A bipartisan group of senators is urging President Trump to agree to a three-week stopgap funding measure that would end the government shutdown, now heading for its 27th day, while they negotiate a deal on border security funding. “We commit to working to advance legislation that can pass the Senate with substantial bipartisan support,” the senators said in their own letter to the president. “During those three weeks, we will make our best efforts following regular order in the appropriate committees and mark up bipartisan legislation relating to your request.”
Trump had previously shot down that suggestion, insisting that he wouldn’t accept a deal to reopen the government without an agreement on wall funding, and White House officials were pressing Republican senators to not sign the new letter, The Washington Post reported. The senators behind the plan, led by Lindsey Graham (R-SC) and Chris Coons (D-DE), are likely to fall short of their goal of getting as many as 20 senators from each party to sign on, Politico reported. The other senators on board so far include Republicans Lamar Alexander (TN), Susan Collins (R-ME) and Rob Portman (R-OH) along with Democrats Joe Manchin (WV) and Kyrsten Sinema (AZ).

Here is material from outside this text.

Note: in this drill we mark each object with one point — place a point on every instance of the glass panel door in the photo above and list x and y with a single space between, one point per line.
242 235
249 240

"You know when that’s going to happen?” Sen. John Kennedy (R-LA) said of the effort to get the president to reopen the government. “When you look outside your window and see donkeys fly.”

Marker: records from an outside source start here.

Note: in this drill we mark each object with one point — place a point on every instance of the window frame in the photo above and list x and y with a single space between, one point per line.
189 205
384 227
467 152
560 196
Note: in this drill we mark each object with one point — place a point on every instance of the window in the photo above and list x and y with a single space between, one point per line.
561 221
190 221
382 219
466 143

Trump on Wednesday met at the White House with a different bipartisan group of lawmakers, the “Problem Solvers” caucus — a group Politico described as both “not empowered to make a deal” and “probably the group least representative of where most Republicans and Democrats are at the moment.”

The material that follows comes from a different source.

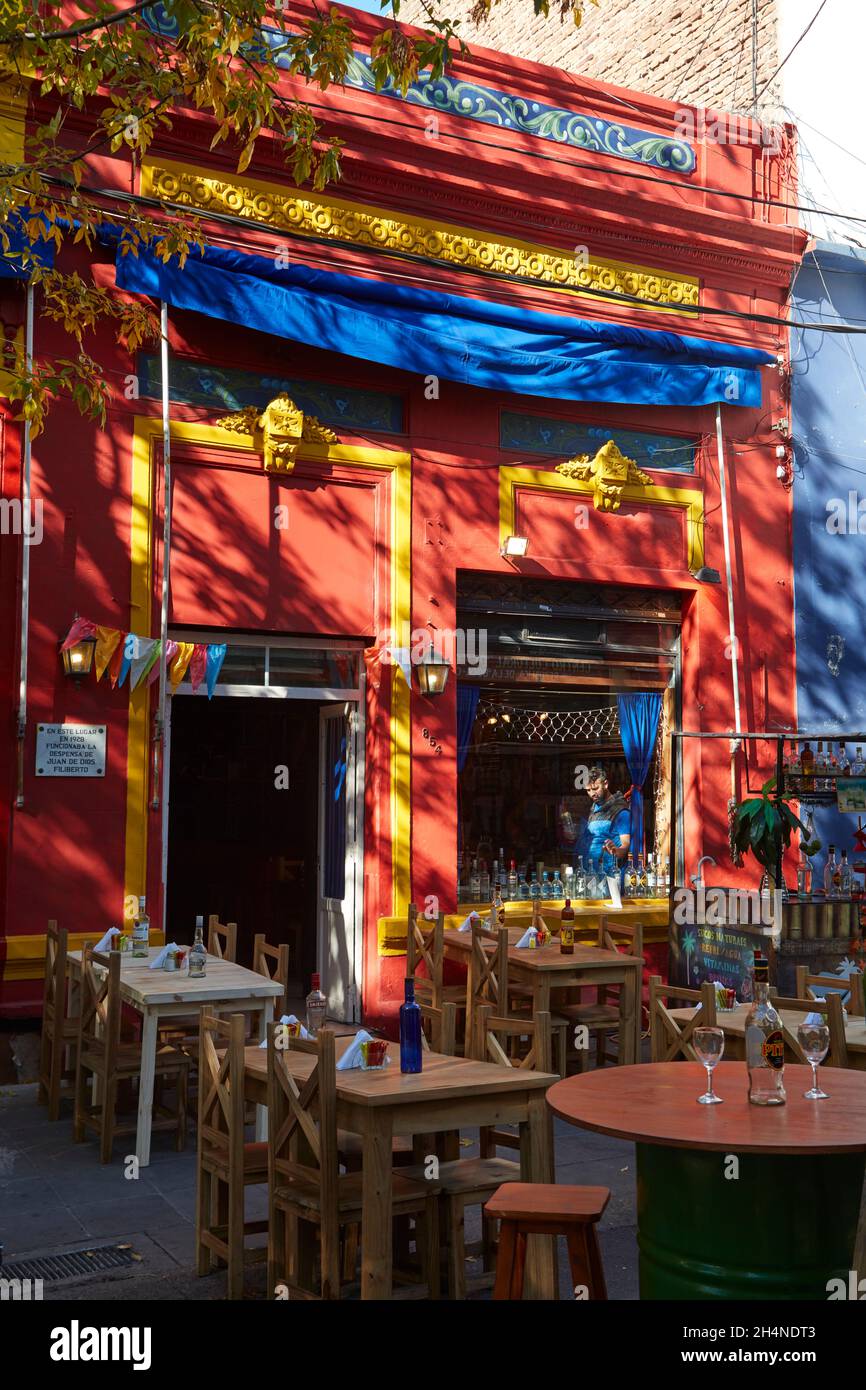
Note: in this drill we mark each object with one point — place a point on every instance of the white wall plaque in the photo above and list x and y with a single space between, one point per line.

The White House called the meeting “constructive” and the Democratic lawmakers said in a statement that they “look forward to continuing this conversation,” but they also made clear that they were sticking with Pelosi and the rest of their party in asking that the government be reopened for negotiations to begin.
The bottom line: We’re running out of ways to say there’s no real progress toward ending a shutdown.